Als mein Fall drankam, las die Richterin einen Gesundheitsbericht vor, der besagte, dass ich krank sei. Das war nun wirklich komisch, da man mich keineswegs untersucht hatte. Dazu war schließlich auch nicht genug Zeit gewesen. Außerdem war ich sauber. Ich wusste, dass ich nichts hatte, und die späteren Untersuchungen bewiesen das auch.
Aber diese alte Jungfer von Richterin glaubte mir nicht. Sie las aus ihren Unterlagen vor, wie jung ich war und wie krank und sagte schließlich, dass sie Milde walten lassen wolle und schickte mich nach Brooklyn ins Stadtkrankenhaus. So schnell wie sie mich reingeschafft hatten, schafften sie mich auch wieder raus, und das war’s dann.
Im Krankenhaus bekam jeder Salvasanspritzen gegen Syphilis. Ich bekam jedoch keine Spritzen, sondern verteilte welche. Ich arbeitete zusammen mit den Ärzten und sah Mädchen, deren Arme mit Entzündungen überdeckt waren, weil jemand die Vene nicht getroffen und stattdessen in einen Muskel gespritzt hatte. Später wurde ich zu einer Stelle versetzt, wo ich ganz allein Wismuth-Spritzen in Hinterteile gab. Ich lernte, geschickt mit den Spritzen umzugehen, und alle Mädchen wollten sich nur noch von mir behandeln lassen, weil langsam bekannt wurde, dass ich nie jemandem wehtat.
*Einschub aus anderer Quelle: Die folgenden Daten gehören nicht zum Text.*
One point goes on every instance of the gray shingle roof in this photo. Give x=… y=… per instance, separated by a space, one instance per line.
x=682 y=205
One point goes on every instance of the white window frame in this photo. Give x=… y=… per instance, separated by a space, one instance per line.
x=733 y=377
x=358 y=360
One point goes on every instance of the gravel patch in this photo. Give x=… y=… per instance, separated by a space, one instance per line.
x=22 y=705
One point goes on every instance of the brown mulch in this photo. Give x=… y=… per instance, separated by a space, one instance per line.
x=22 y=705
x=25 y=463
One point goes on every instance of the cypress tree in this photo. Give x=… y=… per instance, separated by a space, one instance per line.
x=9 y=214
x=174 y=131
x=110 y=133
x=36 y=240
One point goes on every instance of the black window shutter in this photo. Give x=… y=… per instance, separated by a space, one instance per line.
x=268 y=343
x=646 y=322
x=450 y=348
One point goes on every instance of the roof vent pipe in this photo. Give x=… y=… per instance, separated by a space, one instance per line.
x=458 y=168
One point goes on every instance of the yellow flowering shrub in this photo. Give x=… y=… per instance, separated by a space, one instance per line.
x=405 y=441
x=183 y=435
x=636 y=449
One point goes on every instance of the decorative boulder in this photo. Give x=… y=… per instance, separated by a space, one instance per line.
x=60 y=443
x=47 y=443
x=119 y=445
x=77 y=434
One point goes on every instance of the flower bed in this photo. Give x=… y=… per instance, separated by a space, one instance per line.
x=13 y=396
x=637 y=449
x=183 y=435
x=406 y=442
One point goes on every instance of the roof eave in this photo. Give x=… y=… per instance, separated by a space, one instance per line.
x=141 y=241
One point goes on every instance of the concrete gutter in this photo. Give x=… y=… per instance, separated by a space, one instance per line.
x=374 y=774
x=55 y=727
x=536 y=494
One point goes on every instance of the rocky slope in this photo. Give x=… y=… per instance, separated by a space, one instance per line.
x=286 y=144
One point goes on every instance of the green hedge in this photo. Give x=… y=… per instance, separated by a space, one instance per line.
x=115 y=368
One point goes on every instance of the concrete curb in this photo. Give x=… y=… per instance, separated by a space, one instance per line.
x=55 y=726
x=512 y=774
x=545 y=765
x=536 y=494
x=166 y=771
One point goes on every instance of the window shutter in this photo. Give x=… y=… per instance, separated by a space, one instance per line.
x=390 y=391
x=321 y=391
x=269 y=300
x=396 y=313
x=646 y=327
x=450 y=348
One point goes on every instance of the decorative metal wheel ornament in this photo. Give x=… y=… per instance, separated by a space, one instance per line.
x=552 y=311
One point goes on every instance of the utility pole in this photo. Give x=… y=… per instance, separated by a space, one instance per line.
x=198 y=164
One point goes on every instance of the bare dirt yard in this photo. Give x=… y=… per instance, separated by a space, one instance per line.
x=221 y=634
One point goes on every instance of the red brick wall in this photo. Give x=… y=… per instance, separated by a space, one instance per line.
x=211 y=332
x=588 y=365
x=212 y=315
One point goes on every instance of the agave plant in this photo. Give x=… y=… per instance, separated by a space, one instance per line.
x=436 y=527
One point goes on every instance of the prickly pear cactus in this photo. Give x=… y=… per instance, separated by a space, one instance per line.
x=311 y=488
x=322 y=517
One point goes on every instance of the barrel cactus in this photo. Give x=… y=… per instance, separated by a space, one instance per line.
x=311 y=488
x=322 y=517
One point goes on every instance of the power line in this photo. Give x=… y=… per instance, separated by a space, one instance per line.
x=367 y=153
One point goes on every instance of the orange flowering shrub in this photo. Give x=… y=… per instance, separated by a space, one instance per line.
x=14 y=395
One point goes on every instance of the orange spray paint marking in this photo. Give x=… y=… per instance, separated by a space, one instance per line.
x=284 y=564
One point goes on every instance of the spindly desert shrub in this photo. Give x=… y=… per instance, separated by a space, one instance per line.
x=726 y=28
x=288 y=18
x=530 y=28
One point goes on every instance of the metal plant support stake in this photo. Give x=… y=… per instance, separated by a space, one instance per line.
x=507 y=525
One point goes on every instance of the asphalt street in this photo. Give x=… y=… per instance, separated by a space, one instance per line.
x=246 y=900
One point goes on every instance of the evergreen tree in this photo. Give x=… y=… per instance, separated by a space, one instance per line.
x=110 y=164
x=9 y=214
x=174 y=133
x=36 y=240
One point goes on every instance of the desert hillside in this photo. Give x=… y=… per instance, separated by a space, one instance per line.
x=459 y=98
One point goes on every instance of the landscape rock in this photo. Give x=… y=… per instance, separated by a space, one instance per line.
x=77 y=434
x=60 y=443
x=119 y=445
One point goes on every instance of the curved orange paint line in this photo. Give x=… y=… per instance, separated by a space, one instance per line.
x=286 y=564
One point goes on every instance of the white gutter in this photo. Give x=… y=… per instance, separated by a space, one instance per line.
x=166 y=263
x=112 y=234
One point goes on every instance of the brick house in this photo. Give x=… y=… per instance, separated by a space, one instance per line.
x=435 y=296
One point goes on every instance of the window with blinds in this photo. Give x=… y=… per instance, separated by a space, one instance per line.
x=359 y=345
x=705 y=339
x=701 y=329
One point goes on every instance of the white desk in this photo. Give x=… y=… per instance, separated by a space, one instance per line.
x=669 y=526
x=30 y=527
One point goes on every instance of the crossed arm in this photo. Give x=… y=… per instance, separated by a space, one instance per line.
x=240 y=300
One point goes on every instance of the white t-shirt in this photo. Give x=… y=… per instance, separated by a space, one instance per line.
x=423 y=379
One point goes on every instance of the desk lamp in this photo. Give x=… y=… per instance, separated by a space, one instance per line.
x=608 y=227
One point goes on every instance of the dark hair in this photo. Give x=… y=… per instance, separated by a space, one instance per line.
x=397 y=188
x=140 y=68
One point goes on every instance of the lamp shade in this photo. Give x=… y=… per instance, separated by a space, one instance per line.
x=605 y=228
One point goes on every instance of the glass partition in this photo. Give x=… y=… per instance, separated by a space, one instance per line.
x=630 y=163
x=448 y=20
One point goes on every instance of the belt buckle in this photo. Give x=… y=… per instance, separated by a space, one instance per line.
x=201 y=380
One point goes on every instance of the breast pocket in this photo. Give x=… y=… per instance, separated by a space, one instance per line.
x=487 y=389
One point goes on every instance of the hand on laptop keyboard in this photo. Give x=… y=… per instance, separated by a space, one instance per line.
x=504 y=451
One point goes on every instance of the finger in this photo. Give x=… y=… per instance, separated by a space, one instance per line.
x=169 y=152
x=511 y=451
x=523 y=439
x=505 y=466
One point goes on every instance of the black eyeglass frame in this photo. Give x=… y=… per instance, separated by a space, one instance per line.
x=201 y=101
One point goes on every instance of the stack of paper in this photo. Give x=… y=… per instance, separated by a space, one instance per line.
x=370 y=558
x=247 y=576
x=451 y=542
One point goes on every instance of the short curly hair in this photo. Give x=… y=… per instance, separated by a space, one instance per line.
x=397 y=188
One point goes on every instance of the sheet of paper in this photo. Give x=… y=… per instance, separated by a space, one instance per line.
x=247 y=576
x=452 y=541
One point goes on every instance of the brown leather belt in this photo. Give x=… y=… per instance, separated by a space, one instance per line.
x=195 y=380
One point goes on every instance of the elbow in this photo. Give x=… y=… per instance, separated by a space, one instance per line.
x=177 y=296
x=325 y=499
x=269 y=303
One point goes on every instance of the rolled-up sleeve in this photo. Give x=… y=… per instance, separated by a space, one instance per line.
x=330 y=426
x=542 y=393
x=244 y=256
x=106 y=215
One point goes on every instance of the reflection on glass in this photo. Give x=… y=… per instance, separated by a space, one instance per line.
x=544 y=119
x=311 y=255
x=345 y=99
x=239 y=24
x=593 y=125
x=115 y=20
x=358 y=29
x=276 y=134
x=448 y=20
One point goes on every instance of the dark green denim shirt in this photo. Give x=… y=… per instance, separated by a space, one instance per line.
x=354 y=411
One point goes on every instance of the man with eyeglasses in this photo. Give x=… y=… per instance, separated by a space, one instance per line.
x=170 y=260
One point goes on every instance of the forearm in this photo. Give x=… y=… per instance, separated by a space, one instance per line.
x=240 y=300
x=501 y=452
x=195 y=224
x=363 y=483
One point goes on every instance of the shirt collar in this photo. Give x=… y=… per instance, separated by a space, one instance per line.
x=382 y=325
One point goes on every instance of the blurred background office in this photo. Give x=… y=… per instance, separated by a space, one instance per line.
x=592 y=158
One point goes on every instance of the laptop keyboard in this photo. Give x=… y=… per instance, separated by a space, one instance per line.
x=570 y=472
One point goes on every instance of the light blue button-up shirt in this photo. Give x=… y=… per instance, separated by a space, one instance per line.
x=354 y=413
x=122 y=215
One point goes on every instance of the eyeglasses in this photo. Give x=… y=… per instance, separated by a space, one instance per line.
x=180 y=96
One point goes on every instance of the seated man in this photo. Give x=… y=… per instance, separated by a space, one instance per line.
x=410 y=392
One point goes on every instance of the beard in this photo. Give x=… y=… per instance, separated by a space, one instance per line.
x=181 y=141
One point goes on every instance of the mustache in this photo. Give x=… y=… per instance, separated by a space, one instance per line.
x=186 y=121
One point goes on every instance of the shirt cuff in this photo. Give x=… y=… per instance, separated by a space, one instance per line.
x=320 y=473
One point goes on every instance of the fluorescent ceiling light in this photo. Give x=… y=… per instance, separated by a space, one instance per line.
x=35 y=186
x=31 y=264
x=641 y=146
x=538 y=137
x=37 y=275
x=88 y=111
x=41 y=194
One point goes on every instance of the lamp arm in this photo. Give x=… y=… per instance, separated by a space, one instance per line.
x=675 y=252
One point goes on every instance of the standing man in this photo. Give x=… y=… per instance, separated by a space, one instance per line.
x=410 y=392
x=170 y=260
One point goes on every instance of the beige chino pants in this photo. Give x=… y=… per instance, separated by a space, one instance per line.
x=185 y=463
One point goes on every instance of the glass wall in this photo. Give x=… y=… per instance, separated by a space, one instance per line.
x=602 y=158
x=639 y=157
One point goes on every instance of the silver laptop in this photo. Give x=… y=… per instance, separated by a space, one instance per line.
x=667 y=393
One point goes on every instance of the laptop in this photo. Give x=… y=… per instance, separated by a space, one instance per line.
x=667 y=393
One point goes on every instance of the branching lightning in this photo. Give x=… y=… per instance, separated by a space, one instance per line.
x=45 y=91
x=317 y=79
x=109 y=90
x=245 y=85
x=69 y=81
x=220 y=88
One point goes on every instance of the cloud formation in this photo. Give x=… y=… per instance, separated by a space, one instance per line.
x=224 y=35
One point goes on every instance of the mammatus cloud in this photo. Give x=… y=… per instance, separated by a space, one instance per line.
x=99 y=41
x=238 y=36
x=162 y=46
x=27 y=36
Am liebsten hätte ich meine ganze Strafe in diesem Krankenhaus abgearbeitet, aber das Unglück verfolgte mich. Eines Nachts stellte mir ein fettes schwules Mannweib nach. Heute nennt man sie Lesben, aber wir nannten sie damals schwule Weiber. Als sie versuchte an mich ranzukommen, gab ich ihr einen Stoß, dass sie die Treppen runterfiel.
Also wurde ich schon nach zwei Wochen aus dem Krankenhaus geworfen und fand mich vorm guten alten Jefferson-Gericht wieder. Dasselbe Gericht, dieselbe Richterin, nur war sie diesmal fuchsteufelswild. »Ich dachte, du würdest die Chance nutzen, die ich dir gegeben habe«, brüllte sie mich an. »Aber wie sich rausstellt, bist du schon verdorben.« Zack und Peng, vier Monate und ab ins Fürsorgeheim.